Enquanto o dinheiro permanece parado no Fundo, a imprudência nas ruas faz crescer os acidentes. Só esta semana, pelo menos 30 pessoas morreram em dois grandes desastres no trânsito ocorridos em Santa Catarina e no Distrito Federal, os quais ganharam grande repercussão na mídia. De acordo com dados do Ministério da Saúde, em 2002, 32.753 pessoas morreram vítimas de tragédias no trânsito, enquanto que, em 2005, os registros de óbitos chegaram a 35.753. Uma redução de 3 mil mortes, o que seria, segundo o órgão, resultado do novo Código de Trânsito Brasileiro, implantado em 1998. Uma prova de que boas ações implementadas pelo poder público geram resultado e podem salvar vidas.
Durante a Semana Nacional de Trânsito, que ocorreu em meados do mês de setembro, a Frente Parlamentar em Defesa do Trânsito Seguro, da Câmara dos Deputados, pediu ao presidente Luiz Inácio Lula da Silva a aplicação integral de R$ 1,2 bilhão que estariam, segundo a Frente, disponíveis no Funset em segurança e educação no trânsito. O presidente da Frente, deputado Beto Albuquerque (PSB-RS), acusa o governo de estar se “apropriando indevidamente” dos recursos do Fundo, ao não incluí-los no Orçamento Geral da União para o Denatran.
“Existe esse enorme saldo contábil no Funset, sem que se possa gastar um centavo em ações para um trânsito mais seguro. O Denatran é hoje um órgão amarrado, pois o dinheiro está contingenciado, não está no Orçamento e, sim, no caixa comum do governo”, critica Albuquerque. Segundo o deputado, para mudar o quadro atual e reduzir as mortes no trânsito é necessário uma maior aplicação em infra-estrutura e em ações de conscientização da população.

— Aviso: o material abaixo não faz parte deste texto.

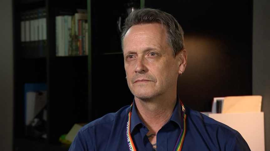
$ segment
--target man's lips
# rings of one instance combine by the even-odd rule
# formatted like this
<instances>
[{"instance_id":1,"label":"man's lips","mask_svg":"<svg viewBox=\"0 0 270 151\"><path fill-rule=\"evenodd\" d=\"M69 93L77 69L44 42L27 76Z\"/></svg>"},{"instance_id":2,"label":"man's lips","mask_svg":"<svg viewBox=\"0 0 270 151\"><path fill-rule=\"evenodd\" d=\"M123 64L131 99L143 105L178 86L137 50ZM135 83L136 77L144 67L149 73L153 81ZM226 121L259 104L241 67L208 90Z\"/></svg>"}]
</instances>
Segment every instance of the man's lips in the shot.
<instances>
[{"instance_id":1,"label":"man's lips","mask_svg":"<svg viewBox=\"0 0 270 151\"><path fill-rule=\"evenodd\" d=\"M136 83L136 82L144 82L147 81L151 81L147 79L138 79L135 80L135 81L134 82L134 83Z\"/></svg>"}]
</instances>

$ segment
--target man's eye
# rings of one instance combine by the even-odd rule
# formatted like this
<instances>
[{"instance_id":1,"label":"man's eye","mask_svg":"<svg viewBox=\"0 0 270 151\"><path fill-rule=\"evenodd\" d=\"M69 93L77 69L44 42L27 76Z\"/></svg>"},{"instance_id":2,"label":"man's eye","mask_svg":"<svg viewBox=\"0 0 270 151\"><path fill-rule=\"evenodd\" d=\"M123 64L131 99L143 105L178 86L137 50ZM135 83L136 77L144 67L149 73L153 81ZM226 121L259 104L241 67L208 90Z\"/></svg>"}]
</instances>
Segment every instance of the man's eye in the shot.
<instances>
[{"instance_id":1,"label":"man's eye","mask_svg":"<svg viewBox=\"0 0 270 151\"><path fill-rule=\"evenodd\" d=\"M127 56L127 58L130 59L133 58L134 57L132 55L129 55Z\"/></svg>"},{"instance_id":2,"label":"man's eye","mask_svg":"<svg viewBox=\"0 0 270 151\"><path fill-rule=\"evenodd\" d=\"M150 56L154 56L156 55L156 53L154 52L151 52L150 53Z\"/></svg>"}]
</instances>

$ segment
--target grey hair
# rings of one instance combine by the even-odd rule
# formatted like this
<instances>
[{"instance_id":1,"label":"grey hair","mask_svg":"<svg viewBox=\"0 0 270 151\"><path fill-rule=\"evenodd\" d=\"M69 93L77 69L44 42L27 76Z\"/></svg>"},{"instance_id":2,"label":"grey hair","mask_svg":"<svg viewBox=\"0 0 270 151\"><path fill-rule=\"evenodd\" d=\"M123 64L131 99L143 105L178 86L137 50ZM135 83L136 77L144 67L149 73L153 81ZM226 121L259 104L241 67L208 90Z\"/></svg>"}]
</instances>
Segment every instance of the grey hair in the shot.
<instances>
[{"instance_id":1,"label":"grey hair","mask_svg":"<svg viewBox=\"0 0 270 151\"><path fill-rule=\"evenodd\" d=\"M173 50L175 57L184 48L184 31L176 19L171 15L157 9L144 8L131 12L125 20L120 35L122 49L126 34L132 26L152 23L165 25L167 31L167 43Z\"/></svg>"}]
</instances>

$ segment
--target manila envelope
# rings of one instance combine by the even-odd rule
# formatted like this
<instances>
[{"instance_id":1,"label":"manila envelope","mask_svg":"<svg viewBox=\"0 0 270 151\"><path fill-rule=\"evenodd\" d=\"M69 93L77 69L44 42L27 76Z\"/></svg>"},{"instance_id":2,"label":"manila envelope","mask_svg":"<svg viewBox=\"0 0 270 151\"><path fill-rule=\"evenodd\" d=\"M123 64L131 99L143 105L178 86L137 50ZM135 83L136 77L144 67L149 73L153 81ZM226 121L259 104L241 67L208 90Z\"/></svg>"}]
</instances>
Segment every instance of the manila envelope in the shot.
<instances>
[{"instance_id":1,"label":"manila envelope","mask_svg":"<svg viewBox=\"0 0 270 151\"><path fill-rule=\"evenodd\" d=\"M259 95L224 97L222 113L260 112L262 98Z\"/></svg>"}]
</instances>

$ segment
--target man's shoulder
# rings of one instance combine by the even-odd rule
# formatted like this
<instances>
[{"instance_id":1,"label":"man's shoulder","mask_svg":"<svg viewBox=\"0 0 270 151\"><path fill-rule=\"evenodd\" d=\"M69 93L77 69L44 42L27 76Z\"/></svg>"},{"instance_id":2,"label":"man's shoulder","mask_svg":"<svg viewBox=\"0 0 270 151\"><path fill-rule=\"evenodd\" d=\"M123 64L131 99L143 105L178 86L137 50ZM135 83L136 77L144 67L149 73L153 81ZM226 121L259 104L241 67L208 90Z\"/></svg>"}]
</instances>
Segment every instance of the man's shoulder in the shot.
<instances>
[{"instance_id":1,"label":"man's shoulder","mask_svg":"<svg viewBox=\"0 0 270 151\"><path fill-rule=\"evenodd\" d=\"M81 129L82 131L93 127L111 128L111 125L122 120L126 120L130 106L124 106L115 112L107 114L89 123Z\"/></svg>"},{"instance_id":2,"label":"man's shoulder","mask_svg":"<svg viewBox=\"0 0 270 151\"><path fill-rule=\"evenodd\" d=\"M187 116L188 118L189 117L188 120L192 120L192 123L195 123L197 126L200 125L208 128L208 129L218 129L220 130L222 130L224 132L231 132L232 134L238 133L237 131L231 127L199 111L194 110L187 106L186 108Z\"/></svg>"}]
</instances>

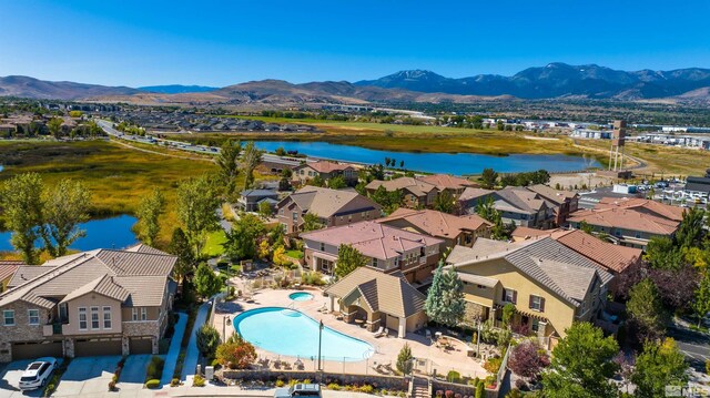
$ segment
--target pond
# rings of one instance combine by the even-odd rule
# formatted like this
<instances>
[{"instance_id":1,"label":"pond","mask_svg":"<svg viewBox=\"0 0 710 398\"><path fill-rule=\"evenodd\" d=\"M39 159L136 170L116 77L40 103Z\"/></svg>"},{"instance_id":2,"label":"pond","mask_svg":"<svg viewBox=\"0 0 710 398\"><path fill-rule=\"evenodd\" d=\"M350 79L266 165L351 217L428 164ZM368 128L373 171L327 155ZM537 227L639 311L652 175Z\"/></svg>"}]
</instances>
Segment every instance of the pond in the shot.
<instances>
[{"instance_id":1,"label":"pond","mask_svg":"<svg viewBox=\"0 0 710 398\"><path fill-rule=\"evenodd\" d=\"M123 214L118 217L91 220L80 225L87 236L77 239L71 248L85 252L94 248L124 248L138 243L131 227L138 218ZM0 251L14 251L10 244L10 232L0 233ZM38 242L38 246L43 245Z\"/></svg>"},{"instance_id":2,"label":"pond","mask_svg":"<svg viewBox=\"0 0 710 398\"><path fill-rule=\"evenodd\" d=\"M274 152L281 146L286 151L298 151L298 153L313 157L345 162L375 164L384 163L385 157L390 157L396 160L397 166L400 161L404 161L404 166L407 170L455 175L480 174L487 167L503 173L519 173L540 169L545 169L548 172L574 172L600 166L594 159L562 154L493 156L478 153L415 153L368 150L355 145L331 144L321 141L256 141L255 144L257 147L268 152ZM530 145L540 145L540 143L531 142Z\"/></svg>"}]
</instances>

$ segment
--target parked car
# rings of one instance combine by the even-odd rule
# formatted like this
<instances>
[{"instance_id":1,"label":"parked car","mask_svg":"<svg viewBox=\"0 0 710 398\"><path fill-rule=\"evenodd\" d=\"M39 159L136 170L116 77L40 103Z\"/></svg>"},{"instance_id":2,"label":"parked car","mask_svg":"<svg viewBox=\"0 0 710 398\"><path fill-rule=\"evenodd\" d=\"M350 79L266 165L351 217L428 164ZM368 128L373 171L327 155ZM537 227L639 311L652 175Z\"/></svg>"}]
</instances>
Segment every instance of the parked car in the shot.
<instances>
[{"instance_id":1,"label":"parked car","mask_svg":"<svg viewBox=\"0 0 710 398\"><path fill-rule=\"evenodd\" d=\"M27 366L20 377L21 390L33 390L43 387L57 369L57 359L43 357Z\"/></svg>"},{"instance_id":2,"label":"parked car","mask_svg":"<svg viewBox=\"0 0 710 398\"><path fill-rule=\"evenodd\" d=\"M315 384L296 384L288 388L276 388L274 398L321 397L321 386Z\"/></svg>"}]
</instances>

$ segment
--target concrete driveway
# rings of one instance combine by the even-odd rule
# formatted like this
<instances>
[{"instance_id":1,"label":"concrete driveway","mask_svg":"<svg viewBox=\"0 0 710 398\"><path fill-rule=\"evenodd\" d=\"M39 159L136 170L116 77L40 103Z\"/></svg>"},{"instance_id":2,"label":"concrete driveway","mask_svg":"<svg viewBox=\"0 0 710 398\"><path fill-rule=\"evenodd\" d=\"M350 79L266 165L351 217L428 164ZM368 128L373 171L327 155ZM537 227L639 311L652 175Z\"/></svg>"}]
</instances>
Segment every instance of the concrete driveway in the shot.
<instances>
[{"instance_id":1,"label":"concrete driveway","mask_svg":"<svg viewBox=\"0 0 710 398\"><path fill-rule=\"evenodd\" d=\"M109 390L120 356L74 358L52 397L79 397Z\"/></svg>"},{"instance_id":2,"label":"concrete driveway","mask_svg":"<svg viewBox=\"0 0 710 398\"><path fill-rule=\"evenodd\" d=\"M0 365L0 398L41 397L43 388L20 391L20 377L32 360L16 360L2 367Z\"/></svg>"},{"instance_id":3,"label":"concrete driveway","mask_svg":"<svg viewBox=\"0 0 710 398\"><path fill-rule=\"evenodd\" d=\"M121 371L118 387L121 391L125 390L140 390L143 388L143 381L145 381L145 370L148 364L151 363L152 355L141 354L131 355L125 358L125 365Z\"/></svg>"}]
</instances>

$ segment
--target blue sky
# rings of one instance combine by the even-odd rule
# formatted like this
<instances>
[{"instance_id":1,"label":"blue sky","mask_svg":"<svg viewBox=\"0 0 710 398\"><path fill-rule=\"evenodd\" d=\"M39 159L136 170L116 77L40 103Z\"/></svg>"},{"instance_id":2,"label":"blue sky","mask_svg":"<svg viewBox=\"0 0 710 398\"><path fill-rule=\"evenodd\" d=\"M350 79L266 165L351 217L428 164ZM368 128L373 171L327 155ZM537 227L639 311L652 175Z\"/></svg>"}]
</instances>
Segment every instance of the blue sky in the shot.
<instances>
[{"instance_id":1,"label":"blue sky","mask_svg":"<svg viewBox=\"0 0 710 398\"><path fill-rule=\"evenodd\" d=\"M223 86L555 61L710 68L709 16L707 0L0 0L0 75Z\"/></svg>"}]
</instances>

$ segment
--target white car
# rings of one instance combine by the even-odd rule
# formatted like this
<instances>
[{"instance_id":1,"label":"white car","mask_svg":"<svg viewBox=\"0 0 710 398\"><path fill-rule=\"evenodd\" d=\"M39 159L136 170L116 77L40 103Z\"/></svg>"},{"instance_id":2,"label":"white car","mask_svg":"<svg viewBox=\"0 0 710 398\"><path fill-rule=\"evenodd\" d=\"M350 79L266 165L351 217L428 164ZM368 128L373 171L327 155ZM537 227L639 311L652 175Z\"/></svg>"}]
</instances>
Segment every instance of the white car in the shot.
<instances>
[{"instance_id":1,"label":"white car","mask_svg":"<svg viewBox=\"0 0 710 398\"><path fill-rule=\"evenodd\" d=\"M20 377L21 390L33 390L47 384L57 368L57 359L52 357L39 358L28 365Z\"/></svg>"}]
</instances>

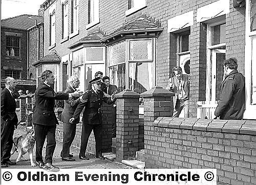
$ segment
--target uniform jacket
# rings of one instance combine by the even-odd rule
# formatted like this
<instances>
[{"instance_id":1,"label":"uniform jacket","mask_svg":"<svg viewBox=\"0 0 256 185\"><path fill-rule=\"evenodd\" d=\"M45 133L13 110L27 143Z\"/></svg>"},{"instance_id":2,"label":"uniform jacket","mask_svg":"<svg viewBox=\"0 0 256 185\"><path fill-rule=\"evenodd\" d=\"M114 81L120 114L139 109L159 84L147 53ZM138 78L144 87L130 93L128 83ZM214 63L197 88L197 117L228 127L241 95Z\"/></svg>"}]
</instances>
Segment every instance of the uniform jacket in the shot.
<instances>
[{"instance_id":1,"label":"uniform jacket","mask_svg":"<svg viewBox=\"0 0 256 185\"><path fill-rule=\"evenodd\" d=\"M109 86L109 92L106 92L106 86L105 86L103 91L110 95L112 95L115 91L118 91L118 89L117 89L117 87L116 87L116 86L111 84L110 84L110 86Z\"/></svg>"},{"instance_id":2,"label":"uniform jacket","mask_svg":"<svg viewBox=\"0 0 256 185\"><path fill-rule=\"evenodd\" d=\"M101 124L102 119L100 108L103 101L109 104L113 103L110 98L104 95L102 91L99 91L98 95L92 89L87 91L82 96L81 102L77 106L73 117L78 119L82 109L85 108L82 119L83 123Z\"/></svg>"},{"instance_id":3,"label":"uniform jacket","mask_svg":"<svg viewBox=\"0 0 256 185\"><path fill-rule=\"evenodd\" d=\"M170 82L174 84L174 87L173 89L170 88ZM176 77L173 76L169 78L168 83L165 89L175 93L175 96L174 97L174 107L175 107L178 98L178 82ZM181 84L185 91L185 94L188 98L189 98L189 81L188 81L188 75L187 74L182 74L181 77Z\"/></svg>"},{"instance_id":4,"label":"uniform jacket","mask_svg":"<svg viewBox=\"0 0 256 185\"><path fill-rule=\"evenodd\" d=\"M18 117L15 112L15 95L12 96L7 88L1 92L1 118L5 121L7 119L11 121L14 125L18 123Z\"/></svg>"},{"instance_id":5,"label":"uniform jacket","mask_svg":"<svg viewBox=\"0 0 256 185\"><path fill-rule=\"evenodd\" d=\"M54 113L55 99L68 99L69 94L55 93L51 87L41 82L35 92L35 105L32 122L44 125L58 124Z\"/></svg>"},{"instance_id":6,"label":"uniform jacket","mask_svg":"<svg viewBox=\"0 0 256 185\"><path fill-rule=\"evenodd\" d=\"M65 90L65 93L71 93L75 92L73 89L69 86ZM72 117L72 116L76 110L77 105L80 102L80 99L78 97L71 97L68 100L64 100L64 109L61 113L61 121L66 123L70 123L69 119ZM79 118L75 120L72 124L77 124L79 122ZM70 123L71 124L71 123Z\"/></svg>"},{"instance_id":7,"label":"uniform jacket","mask_svg":"<svg viewBox=\"0 0 256 185\"><path fill-rule=\"evenodd\" d=\"M237 70L227 75L221 85L215 116L221 119L241 120L245 107L245 78Z\"/></svg>"}]
</instances>

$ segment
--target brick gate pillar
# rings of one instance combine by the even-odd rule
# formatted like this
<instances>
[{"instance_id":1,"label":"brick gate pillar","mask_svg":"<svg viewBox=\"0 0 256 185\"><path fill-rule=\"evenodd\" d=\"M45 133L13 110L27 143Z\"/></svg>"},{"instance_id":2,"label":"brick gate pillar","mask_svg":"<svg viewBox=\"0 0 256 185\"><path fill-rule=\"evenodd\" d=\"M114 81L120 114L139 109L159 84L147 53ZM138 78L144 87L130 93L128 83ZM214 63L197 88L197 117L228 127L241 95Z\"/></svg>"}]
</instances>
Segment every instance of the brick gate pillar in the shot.
<instances>
[{"instance_id":1,"label":"brick gate pillar","mask_svg":"<svg viewBox=\"0 0 256 185\"><path fill-rule=\"evenodd\" d=\"M125 89L117 98L116 161L135 155L139 142L139 94Z\"/></svg>"},{"instance_id":2,"label":"brick gate pillar","mask_svg":"<svg viewBox=\"0 0 256 185\"><path fill-rule=\"evenodd\" d=\"M151 165L154 160L151 160L149 154L153 150L158 150L159 141L156 141L154 134L154 121L159 117L169 117L173 115L173 97L174 93L155 86L153 89L140 94L144 98L144 140L145 149L145 167L152 168ZM161 146L160 146L161 147Z\"/></svg>"}]
</instances>

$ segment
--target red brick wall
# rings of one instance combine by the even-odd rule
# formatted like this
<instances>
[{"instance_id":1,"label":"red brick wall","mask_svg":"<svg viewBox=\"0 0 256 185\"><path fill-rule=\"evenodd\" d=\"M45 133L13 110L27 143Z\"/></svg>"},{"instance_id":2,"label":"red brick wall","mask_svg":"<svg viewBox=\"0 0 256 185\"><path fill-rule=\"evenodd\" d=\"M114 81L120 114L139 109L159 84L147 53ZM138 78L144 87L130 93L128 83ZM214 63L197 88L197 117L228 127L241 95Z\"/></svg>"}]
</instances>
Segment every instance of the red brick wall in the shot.
<instances>
[{"instance_id":1,"label":"red brick wall","mask_svg":"<svg viewBox=\"0 0 256 185\"><path fill-rule=\"evenodd\" d=\"M6 36L5 32L17 33L22 34L20 39L20 57L7 57L6 56ZM23 67L21 71L21 78L27 78L27 31L11 29L1 28L1 77L5 77L5 70L3 66ZM18 60L17 58L19 59Z\"/></svg>"},{"instance_id":2,"label":"red brick wall","mask_svg":"<svg viewBox=\"0 0 256 185\"><path fill-rule=\"evenodd\" d=\"M176 64L176 36L167 32L168 19L190 11L194 11L194 24L190 27L190 111L189 116L196 116L196 102L205 99L206 79L206 28L203 24L196 22L197 9L217 0L167 1L147 0L147 6L138 12L125 16L127 1L100 1L99 24L86 30L88 23L88 1L79 4L79 34L60 44L61 40L61 14L60 1L56 3L56 44L54 48L60 56L71 52L67 47L84 37L88 31L100 28L106 35L120 28L124 24L141 14L152 16L158 20L164 28L157 41L156 82L160 86L165 87L171 69ZM230 13L226 16L226 58L237 57L239 61L239 70L244 73L245 9L232 8L233 1L230 0ZM69 8L71 10L71 4ZM110 11L111 10L111 11ZM71 33L71 14L69 14L69 30ZM45 12L45 52L48 49L49 20L48 9Z\"/></svg>"},{"instance_id":3,"label":"red brick wall","mask_svg":"<svg viewBox=\"0 0 256 185\"><path fill-rule=\"evenodd\" d=\"M154 130L145 136L152 140L145 167L216 168L219 182L255 183L256 133L249 128L252 122L159 117Z\"/></svg>"}]
</instances>

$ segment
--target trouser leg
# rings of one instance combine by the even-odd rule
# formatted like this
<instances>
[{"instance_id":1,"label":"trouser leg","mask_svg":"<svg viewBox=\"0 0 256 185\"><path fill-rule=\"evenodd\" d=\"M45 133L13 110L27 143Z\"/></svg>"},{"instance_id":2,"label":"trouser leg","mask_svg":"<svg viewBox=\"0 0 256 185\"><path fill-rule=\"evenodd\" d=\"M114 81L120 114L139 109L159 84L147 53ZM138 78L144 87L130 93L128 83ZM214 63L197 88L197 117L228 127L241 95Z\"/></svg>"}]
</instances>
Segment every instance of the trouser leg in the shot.
<instances>
[{"instance_id":1,"label":"trouser leg","mask_svg":"<svg viewBox=\"0 0 256 185\"><path fill-rule=\"evenodd\" d=\"M102 138L102 125L97 124L94 126L93 134L95 139L95 148L96 156L101 155L101 146Z\"/></svg>"},{"instance_id":2,"label":"trouser leg","mask_svg":"<svg viewBox=\"0 0 256 185\"><path fill-rule=\"evenodd\" d=\"M42 147L46 138L46 126L38 124L35 125L35 161L42 161Z\"/></svg>"},{"instance_id":3,"label":"trouser leg","mask_svg":"<svg viewBox=\"0 0 256 185\"><path fill-rule=\"evenodd\" d=\"M81 136L81 146L80 147L79 156L86 156L86 148L89 139L90 135L93 129L93 125L88 124L82 124L82 133Z\"/></svg>"},{"instance_id":4,"label":"trouser leg","mask_svg":"<svg viewBox=\"0 0 256 185\"><path fill-rule=\"evenodd\" d=\"M46 163L52 163L52 157L56 147L56 125L47 126L47 143L46 150Z\"/></svg>"}]
</instances>

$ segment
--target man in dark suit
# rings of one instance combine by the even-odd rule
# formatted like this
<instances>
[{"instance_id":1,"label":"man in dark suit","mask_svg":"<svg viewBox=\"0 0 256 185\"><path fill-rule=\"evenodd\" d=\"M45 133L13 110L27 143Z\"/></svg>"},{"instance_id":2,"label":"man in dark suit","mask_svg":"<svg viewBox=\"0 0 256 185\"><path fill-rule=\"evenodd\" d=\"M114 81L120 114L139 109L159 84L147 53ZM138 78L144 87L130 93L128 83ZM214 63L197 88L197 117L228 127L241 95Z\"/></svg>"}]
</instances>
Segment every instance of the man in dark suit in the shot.
<instances>
[{"instance_id":1,"label":"man in dark suit","mask_svg":"<svg viewBox=\"0 0 256 185\"><path fill-rule=\"evenodd\" d=\"M79 158L83 160L89 160L86 156L86 151L88 139L92 130L95 139L96 157L101 160L104 158L101 152L102 118L100 108L103 101L110 104L113 102L114 98L113 96L110 99L104 95L100 89L100 80L101 78L98 77L90 82L92 84L92 89L83 94L81 102L77 106L73 117L70 119L70 122L72 123L78 119L85 107L82 119L81 147L79 154Z\"/></svg>"},{"instance_id":2,"label":"man in dark suit","mask_svg":"<svg viewBox=\"0 0 256 185\"><path fill-rule=\"evenodd\" d=\"M16 165L10 161L13 134L18 123L15 98L18 96L13 94L16 83L13 78L7 77L5 88L1 92L1 168Z\"/></svg>"},{"instance_id":3,"label":"man in dark suit","mask_svg":"<svg viewBox=\"0 0 256 185\"><path fill-rule=\"evenodd\" d=\"M98 77L100 77L100 80L101 80L102 78L102 76L103 76L103 72L102 72L101 71L97 71L95 73L94 76L95 77L95 78ZM105 87L106 87L106 86L105 86L105 84L104 84L103 82L102 82L101 81L100 82L100 89L101 90L101 91L103 91L103 90L105 88ZM88 85L88 90L91 90L91 89L92 89L92 84L91 84L89 83L89 84Z\"/></svg>"},{"instance_id":4,"label":"man in dark suit","mask_svg":"<svg viewBox=\"0 0 256 185\"><path fill-rule=\"evenodd\" d=\"M114 85L111 85L110 83L110 77L108 76L102 78L102 82L105 85L105 87L103 89L103 91L105 93L112 95L118 93L118 89ZM113 104L111 109L112 115L112 137L116 137L116 104Z\"/></svg>"},{"instance_id":5,"label":"man in dark suit","mask_svg":"<svg viewBox=\"0 0 256 185\"><path fill-rule=\"evenodd\" d=\"M174 113L173 117L178 117L184 109L184 117L188 118L189 104L189 82L188 75L182 74L182 70L179 66L173 69L174 76L169 78L166 90L175 93L174 97Z\"/></svg>"},{"instance_id":6,"label":"man in dark suit","mask_svg":"<svg viewBox=\"0 0 256 185\"><path fill-rule=\"evenodd\" d=\"M52 71L46 70L41 76L42 82L35 92L35 105L33 107L32 122L35 125L36 139L36 163L46 170L58 171L59 168L52 165L52 157L56 146L55 130L58 120L54 113L55 99L69 99L69 97L79 97L81 93L55 93L51 87L54 82ZM47 137L45 164L42 161L42 150Z\"/></svg>"},{"instance_id":7,"label":"man in dark suit","mask_svg":"<svg viewBox=\"0 0 256 185\"><path fill-rule=\"evenodd\" d=\"M77 76L71 76L69 79L69 87L65 93L73 93L76 91L80 84ZM68 100L64 100L64 109L61 113L60 120L63 122L63 143L62 150L60 156L62 161L75 161L73 155L70 154L70 148L76 135L76 124L79 122L79 118L76 119L72 123L69 122L76 109L80 102L80 99L77 97L70 97Z\"/></svg>"}]
</instances>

Na ocasião das festividades da Semana Nacional do Trânsito o ministro das Cidades, Márcio Fortes, disse que o governo, por meio do Ministério do Planejamento, Orçamento e Gestão, está debatendo com o Legislativo uma introdução progressiva no Orçamento desses valores do Funset.
O ministro descartou de prontidão a possibilidade de introduzir de uma só vez todo o dinheiro disponível no Fundo no orçamento do Denatran, mas garantiu que já existe um consenso sobre o assunto no governo, o que possibilitará a introdução de parte do dinheiro no planejamento de aplicações do próximo ano. Os parlamentares da Frente em Defesa do Trânsito Seguro garantem que estão trabalhando para pressionar o governo e incluir por meio de emendas parlamentares ao Plano Plurianual (PPA 2008-2011) medidas que garantam a aplicação mais eficiente dos recursos do Funset. A partir do próximo mês, a Frente dará início a uma campanha educativa em parceria com a Confederação Nacional dos Bispos do Brasil (CNBB) que distribuirá 10 milhões de cartilhas com os “Dez Mandamentos do Trânsito” a todas as paróquias brasileiras.